After having lived here for years I began to understand that the reason Europeans have no asbestos in their buildings, have seatbelts and airbags in their cars, have knowledge about the dangers of smoking or the hazards of the workplace is because those dangers were first made apparent in the crucible of American litigation.  We do all the work, they sit back and get all the benefits.  Europeans wander like sheep waiting for Americans to battle about what standards of behavior should apply and then passively bleat “baa, baa” while their governments legislate the rules Americans hammered out in the marketplace of ideas.  I’m speaking in an exaggerated manner but my fundamental point is that over here change comes about passively (and late) while in the States change is usually more dynamic and proactive.

Let’s use that dynamism to incent changes in gun behaviour rather than wait for laws to be passed requiring it.  First, let’s simply tweak the rules surrounding litigation to institute “presumed strict liability” for a gun manufacturer who sells a weapon built after 2014 in the market without personal trigger guards when that weapon is used by someone to commit a crime, or wrongfully injure another.  They can rebut this presumption only by showing the weapon is older than 2014 or that they didn’t manufacture it.  Otherwise, build and sell an unprotected gun like this in the U.S. and pay when it is used criminally or negligently.  That payment won’t come in the form of a government imposed fine – it will come by way of a lawsuit directly instituted by the injured party or their surviving family.  Want to change manufacturers' behaviour?  Make them understand that if they don’t follow this best practice when making their product they’re going to have every law firm in the land lining up to sue them. 

The second solution (on what to do about guns manufactured pre-2014) is a bit tougher but I think it should run in a somewhat similar way.  If you own or sell a gun post 2014 (regardless of year of manufacture), and said gun  doesn’t have a personal trigger deactivation device – you will face a presumption of strict liability when someone else uses that gun and causes injury, death or damage.  So let’s say Nancy Lanza wasn’t shot by her son in 2012 – instead crazy Adam was around in 2015 and tries to pull the same stunt.  If he took those guns from his mother (or a neighbour, or a shop) and they were not protectively equipped that owner would face the presumption of negligence in allowing an injury, damage or death to occur.  As a result they would be strictly liable for resulting damages and would face the threat of loss of their house, business or bank accounts.  This debt would, like a personal injury claim, be non-dischargeable in bankruptcy.  It wouldn't matter if they said "I thought it was locked away safely" or "my house was broken into and it was stolen" - no coded device, no defense.  This is a strong incentive to make your weapon truly your weapon and people will flock to the shops to have their guns fitted with the device.

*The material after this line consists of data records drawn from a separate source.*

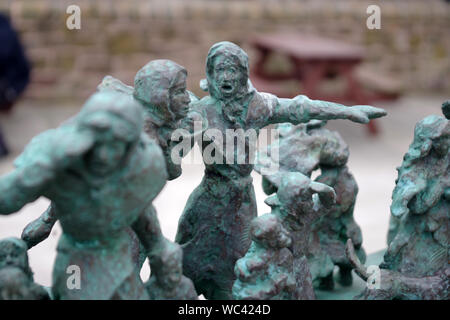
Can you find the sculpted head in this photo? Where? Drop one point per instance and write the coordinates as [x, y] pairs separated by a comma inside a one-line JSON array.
[[161, 88], [227, 71], [431, 133], [115, 121]]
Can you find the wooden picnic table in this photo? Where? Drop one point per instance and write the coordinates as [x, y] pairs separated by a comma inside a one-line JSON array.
[[314, 59]]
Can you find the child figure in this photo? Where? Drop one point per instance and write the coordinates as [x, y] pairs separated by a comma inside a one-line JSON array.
[[266, 271], [16, 277], [167, 281], [299, 203]]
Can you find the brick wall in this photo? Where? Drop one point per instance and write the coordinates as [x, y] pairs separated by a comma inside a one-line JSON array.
[[118, 37]]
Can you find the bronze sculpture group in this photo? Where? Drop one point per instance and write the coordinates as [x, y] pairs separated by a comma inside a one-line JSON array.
[[103, 168]]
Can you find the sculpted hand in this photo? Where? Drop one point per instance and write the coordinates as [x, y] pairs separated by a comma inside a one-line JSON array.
[[362, 114]]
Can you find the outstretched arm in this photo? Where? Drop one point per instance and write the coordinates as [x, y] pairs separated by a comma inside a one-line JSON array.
[[39, 230], [301, 109], [20, 187]]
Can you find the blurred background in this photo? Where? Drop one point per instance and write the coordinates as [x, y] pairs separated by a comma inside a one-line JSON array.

I want to be sure I differentiate what I am talking about from what is currently on a gun.  All (or most) guns have safeties.  But a safety is there to prevent the holder from inadvertently discharging the firearm.  A personal trigger deactivation device is designed to prevent anyone other than the owner (or the person they entrust with the code) from firing the gun.  It is designed to keep guns from being fired without the owner’s permission – not to keep the gun from being fired by mistake. The technology required to build this device exists, is relatively inexpensive and does provide a means of enhancing gun safety without limiting the right to own a gun.  It won’t solve all problems, prevent all crimes or make everyone happy.  But in an environment where people are asking that something be done – this is something, and it is real, not imaginary.  It requires compromise on the part of gun owners.  It also will require them to ignore the industry driven objections of the NRA – a tasteless advocacy group that is increasingly reflective of the needs of greedy business interests and not its individual members.  For anti-gun groups it will require you to at last face up and admit the reality of what the second amendment means – a U.S. citizen has, and should have, the right to own a gun. 

But it will be a gun that is truly theirs – their protection and their responsibility.